Me sonreí a mí misma sardónicamente. Nadie iba a dejar que me quedase al margen del asesinato.

– La verdad, Carol, no creo que lo hiciera. ¿Hasta qué punto le importaba Consuelo en realidad? Y el niño…, él fue el que más insistió en lo del aborto, ¿recuerdas? No quería tener un hijo, no quería responsabilidades. Yo creo que en conjunto estará encantado con la nueva situación.

– Tú pensarás así, Vic, claro, porque tú eres muy racional. Pero aunque mucha gente haga bromas acerca del machismo [6], para algunos hombres es algo real. Pueden muy bien pensar que un hombre de honor debe actuar de una determinada manera, volverse loco y hacerlo de verdad.

Yo sacudí la cabeza.

– Me lo puedo imaginar muy bien fantaseando sobre ello, pero no haciéndolo. Pero si queréis, hablaré con él. ¿No anda por ahí con una de esas bandas callejeras? Pregúntale a Paul; él lo sabe.

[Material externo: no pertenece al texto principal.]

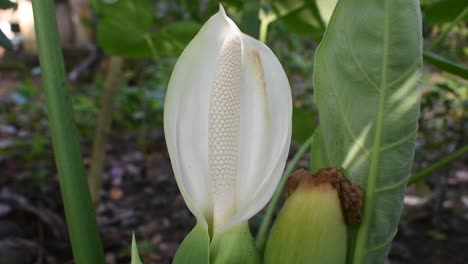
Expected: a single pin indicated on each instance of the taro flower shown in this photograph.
(227, 122)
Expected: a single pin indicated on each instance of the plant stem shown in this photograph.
(438, 165)
(263, 230)
(445, 33)
(103, 127)
(84, 233)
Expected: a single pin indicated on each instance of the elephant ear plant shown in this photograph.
(227, 122)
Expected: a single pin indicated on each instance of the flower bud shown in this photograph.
(312, 225)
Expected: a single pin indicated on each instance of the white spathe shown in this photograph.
(227, 122)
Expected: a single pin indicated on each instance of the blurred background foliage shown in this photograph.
(151, 34)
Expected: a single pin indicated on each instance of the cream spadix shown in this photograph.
(227, 122)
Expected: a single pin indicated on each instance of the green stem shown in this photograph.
(250, 20)
(84, 233)
(445, 33)
(263, 230)
(438, 165)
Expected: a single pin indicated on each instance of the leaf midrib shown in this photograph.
(360, 250)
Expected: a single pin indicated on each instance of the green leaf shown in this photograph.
(326, 8)
(7, 4)
(445, 64)
(304, 123)
(444, 11)
(195, 248)
(5, 42)
(366, 80)
(126, 29)
(135, 255)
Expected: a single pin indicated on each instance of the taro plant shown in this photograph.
(227, 121)
(228, 126)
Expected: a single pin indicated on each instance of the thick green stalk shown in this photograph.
(263, 231)
(438, 165)
(84, 233)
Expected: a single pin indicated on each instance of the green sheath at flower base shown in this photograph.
(312, 225)
(235, 245)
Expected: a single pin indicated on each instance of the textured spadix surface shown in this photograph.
(227, 122)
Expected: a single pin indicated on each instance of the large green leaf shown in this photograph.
(135, 256)
(5, 42)
(367, 72)
(6, 4)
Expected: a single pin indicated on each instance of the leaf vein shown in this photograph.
(398, 142)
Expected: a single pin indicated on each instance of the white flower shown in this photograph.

Se oyó el murmullo de una conversación junto al teléfono, y luego la voz de Paul.

– Los Leones. No es precisamente uno de los miembros principales; les hace los recados. No creerás que les encargó un asesinato, ¿no?

– Yo no creo nada. Voy a ir a hablar con la policía mañana por la mañana. Hasta ahora, sólo sé lo que he visto por televisión. Y eso puede querer decir cualquier cosa.

Colgó de mala gana. Yo miré el teléfono con el ceño fruncido. No sólo por los Alvarado, sino por la idea de volver a la basura que había dejado atrás cuando abandoné el puesto de abogado de oficio. Todo volvía a su lugar a darme la bienvenida.